Where did this statistics analysis come from though? To answer this question we need to look at little bit closer at how to analyze the fit of a line.
From the discussion of correlation, you may remember that a regression line is a line that is used to fit the data as well as possible, but as with all statistics there is a certain amount of error. The regression line does not cross all the points on a scatterdot, but tries to be as close to as many points as possible. The difference between the line and a particular point is known as a residual. A residual is similar to a deviation, but it is the distance or error between the line and a particular point. The smaller the residual the better the line is a predictor for that particular point or score. The larger the residual the less predictive the regression line is for that score.
To evaluate the regression model, the average amount of residual error must be calculated. However, the same problem observed with trying to find the average deviation for a dataset remains here. If you add up all the residuals and try to divide by N, the residuals will add up to zero, which doesn’t help very much. We solve this problem the same way it was solved with deviations, we square them!. This number becomes the sum of squared deviations and is symbolized below: \[ SS_R \] To decide whether the regression line is a good predictor, something must be used as a comparator. In this case, the mean is compared to the line to see which serves as a better predictor for the data. If the line has a low amount of error (low \(SS_R\)) and shows considerable improvement in comparison to the mean (high \(SS_M\)), the regression line is a good predictor. Sum of squares model (\(SS_M\)) is a measurement of the average distance between the line and the mean. This provides a measurement of the slope or gradient of the line. Remember that the steeper the slope or gradient of the line the stronger the relationship between two variables. Here the mean, (which is a horizontal line drawn on the Y axis) acts as an estimate of zero relationship or correlation. Thus, the greater the difference between the line and the mean, the greater the relationship or correlation between the variables and the better the predictor variable is at predicting the relationship.

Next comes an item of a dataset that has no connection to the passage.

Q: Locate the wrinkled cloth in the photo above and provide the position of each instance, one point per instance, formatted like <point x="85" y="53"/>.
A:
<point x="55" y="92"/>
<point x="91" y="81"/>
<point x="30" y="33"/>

There are a few more steps to get to the F value. 1. Each sum of squares must be divided by the degrees of freedom. Think back to finding the standard deviation. We divided the sum of squares by N -1. Sum of squares residual and sum of squares model each have a slightly different degrees of freedom. - k - 1 - N - k 2. Once we’ve divided by the degrees of freedom, we get two numbers, The Means squared model and the Means squared residual. This his how we get to the F value. \[ F = \frac {MS_M}{MS_R} \] F is a proportional value, so it starts at 1 and is never a negative value. The higher the F value the higher the amount of improvement demonstrated by the regression model in comparison to the residuals (error in the model).
Of course, we also want to include a scatterplot to show the relationship.
ggplot(Album_Sales, mapping = aes(x = Adverts, y = Sales)) +
geom_point() +
geom_smooth(method = 'lm')`geom_smooth()` using formula = 'y ~ x'
Finally, the results section should be properly formatted. Here is a good example:
The regression model does appear to be significant. Advertising budget is a good predictor of sales based on the ANOVA test, F (1/98)= 99.59, p < .001. Based on the \(R^2\) value of .33, 33% of the sales variable can be explained by the advertising budget.